Given that the normalization is a form of quantile normalization that uses a constant target distribution, there are a few important considerations while working with these values:

  • These values transform the biological/technical variance of gene expression to a constant variance from a normal distribution.
  • It has been proven that quantile normalization reduces technical variance and to a lesser extent biological variance (Abrams ZB et al.).
  • Individual gene expression values can produce spurious differential gene expression analysis (Zhao Y et al.).
  • This normalization is not designed to specifically account for batch effects, however the use of a constant target distribution mitigates batch effects when calculating average gene expression. This mitigation is stronger as the number of datasets per tissue increases.

Removal of Noisy Ultra-low Expression Values

After applying normalization, any gene/cell combination that had counts less or equal than 2 are set to missing data. This allows for removal of noise due to ultra-lowly expressed genes and provides a cleaner visualization.

Summarization of Data in Dot Plot

For each gene/cell type combination the following values are represented in the dot plot, either visually or in text upon hover.

  • Gene expression (dot color) – the average rankit-normalized gene expression among genes that have non-zero values.
  • Scaled gene expression (dot color) – scaled mean expression to the range [0,1]. Scaling is done by assigning the minimum value in the current view to 0 and the max is assigned to 1.
  • Expressing cells (dot size) – percentage of cells of the cell type expressing the gene, in parentheses is shown the absolute number of cells expressing the gene. These numbers are calculated after the following filters have been applied: "Removal of low coverage cells" and "Removal of noisy low expression values".

Expression and cell count rollup across descendants in the cell ontology

The cell ontology is a hierarchical tree structure that represents the relationship between cell types. For example, the cell type "B cell" is a descendant of the cell type "lymphocyte". For a particular cell type, The cell ontology is used to sum up the expression values and cell counts of cells labeled as that cell type as well as those labeled as its descendants. In the aforementioned example, the average expression of "lymphocyte" would include "B cells" and all its other descendants.

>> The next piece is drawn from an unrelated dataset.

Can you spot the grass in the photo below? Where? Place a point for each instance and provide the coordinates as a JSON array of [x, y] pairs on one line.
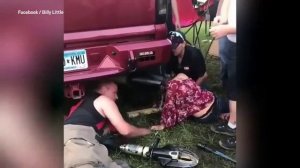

This rollup operation accounts for the fact that different datasets may have labeled their cells with different levels of granularity. It provides a more robust measure of the average expression of low-granularity cell type terms, such as "secretory cell" or "lymphocyte".


  1. Abrams ZB et al. A protocol to evaluate RNA sequencing normalization methods. BMC Bioinformatics. 2019. PubMed.
  2. Bolstad BM et al. A comparison of normalization methods for high density oligonucleotide array data based on variance and bias. Bioinformatics. 2002. PubMed.
  3. Evans C et al. Selecting between-sample RNA-Seq normalization methods from the perspective of their assumptions Ciaran. Briefings in Bioinformatics. 2018. PubMed.
  4. The GTEx Consortium. The GTEx Consortium atlas of genetic regulatory effects across human tissues. Science. 2020. PubMed.
  5. Zhao Y et al. How to do quantile normalization correctly for gene expression data analyses. Scientific Reports. 2020. PubMed.